SUBSCRIBE NOW

Lewes' Jones Farm purchased by county and others

Delaware News Desk
Jones Farm, at the corner of Kings Highway and Clay Road, with the Cape Henlopen High School football field in the background.

The historic Jones Farm in Lewes has been jointly purchased by three government agencies.

Sussex County, the City of Lewes and the Lewes Board of Public Works will acquire the 37.5-acre parcel at the corner of Kings Highway and Clay Road.

Just outside city limits, the parcel falls within the Lewes wellhead protection area, established to safeguard the local drinking water supply. In accordance with wellhead protection restrictions, county officials said the property could be used for some sort of public recreation.
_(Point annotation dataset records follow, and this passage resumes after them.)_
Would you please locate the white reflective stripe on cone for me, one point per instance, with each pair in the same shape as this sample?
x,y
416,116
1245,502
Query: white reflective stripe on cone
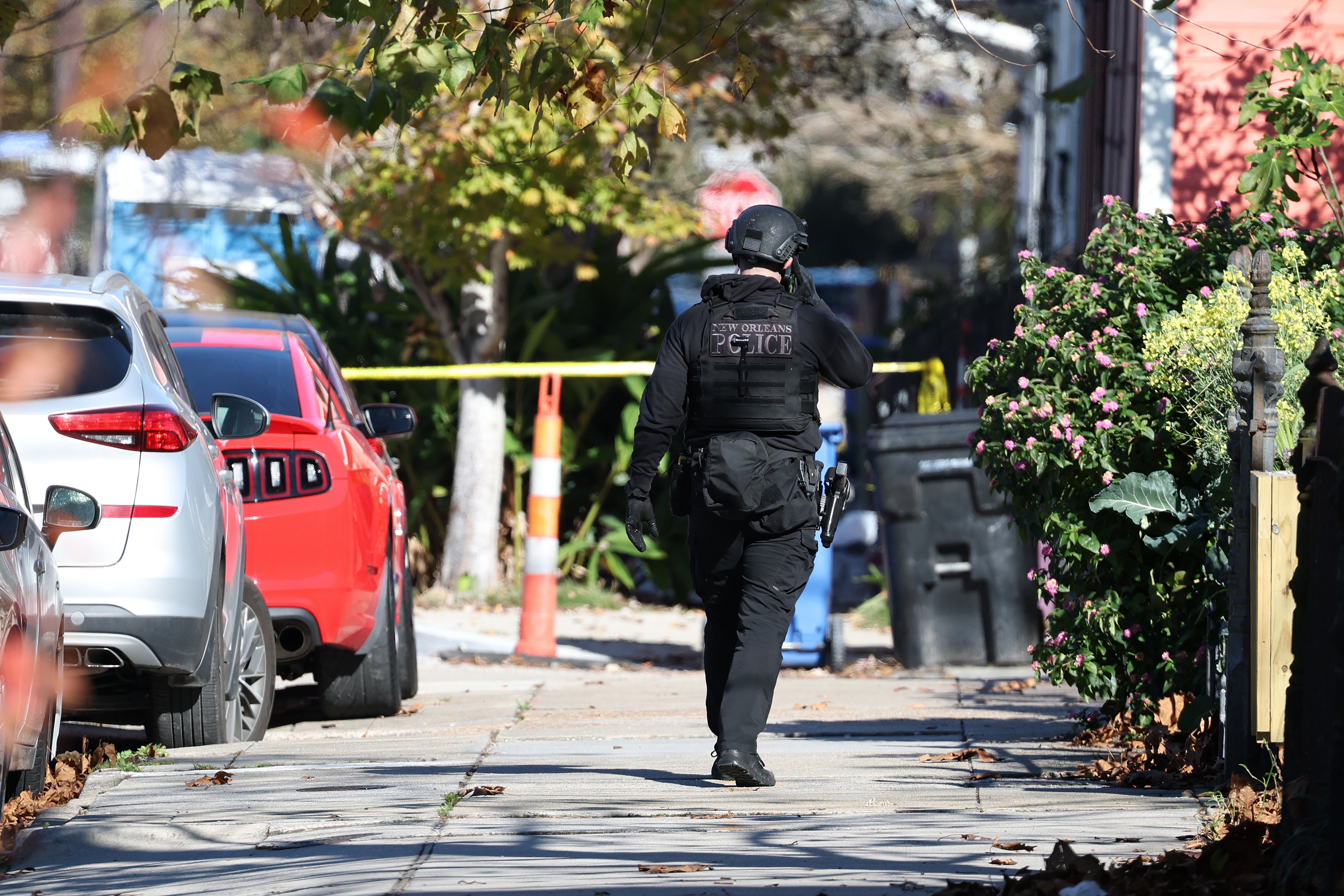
x,y
540,557
545,481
The Board of Public Works plans to erect a water tower in the northwest corner of the property.

The $5.5 million-dollar purchase will be split between the agencies, with the county and the Board of Public Works contributing $2 million apiece and Lewes contributing $1.5 million.
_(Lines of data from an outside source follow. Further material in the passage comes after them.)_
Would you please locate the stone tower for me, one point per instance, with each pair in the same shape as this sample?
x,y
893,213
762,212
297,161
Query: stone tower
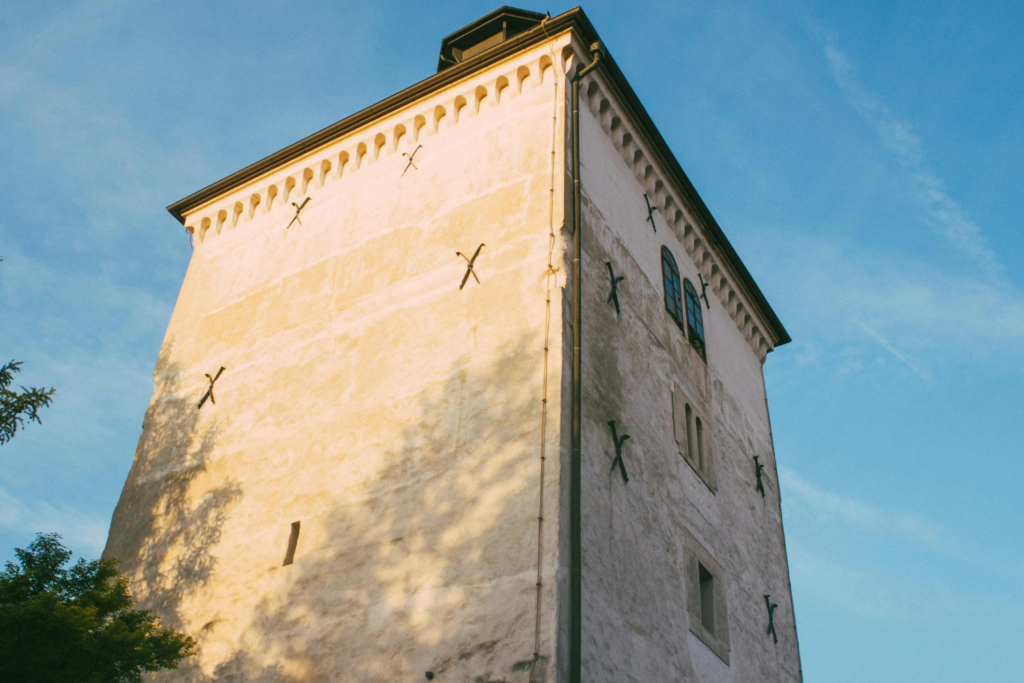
x,y
357,462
Property owner J.G. Townsend Jr. & Co. is cutting more than $1.5 million off the original selling price, with the property appraised at $7.1 million. 

“This type of purchase is the model we should be looking for, partnerships where everyone participates – the county, the towns, property owners and developers,” said County Councilman Irwin "I.G." Burton III, whose district the parcel lies in and who was one of the principal forces in facilitating the joint purchase. “We must work together as a community, collaboratively, if we want to preserve open space for the community to enjoy now and for generations to come.”
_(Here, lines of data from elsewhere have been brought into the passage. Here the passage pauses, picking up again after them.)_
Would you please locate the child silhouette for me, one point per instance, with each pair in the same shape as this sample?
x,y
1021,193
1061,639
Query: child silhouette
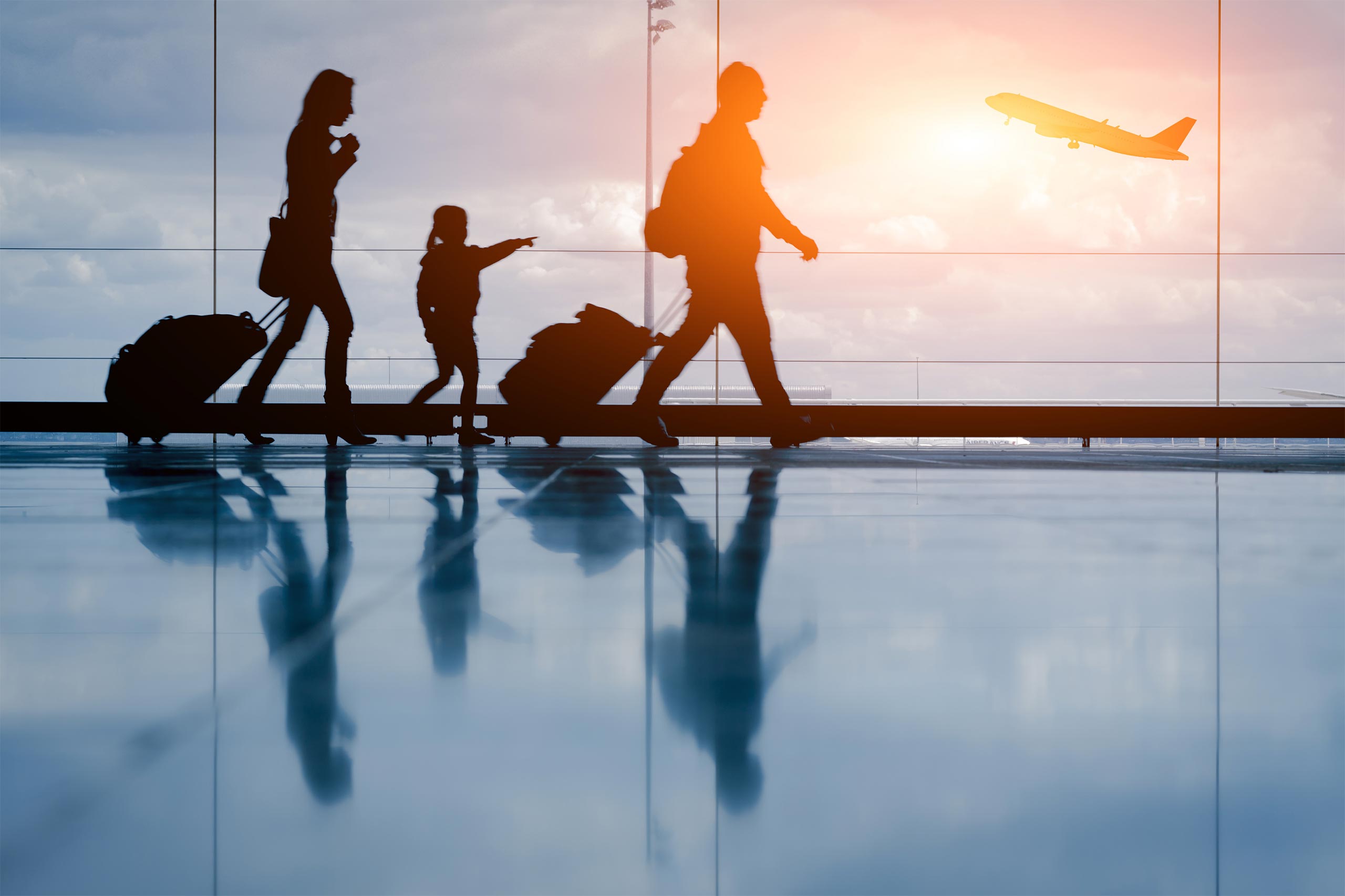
x,y
447,295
The county, the Board of Public Works, Lewes and J.G. Townsend have signed a letter of intent, with a sales agreement to be drafted in the next few weeks. Settlement on the property is expected to close this fall.

The property is the first to be purchased by the county using funds collected through a 2006 ordinance. The ordinance allows developers to increase project densities in targeted growth areas of the county in exchange for added fees that are then earmarked for open space preservation.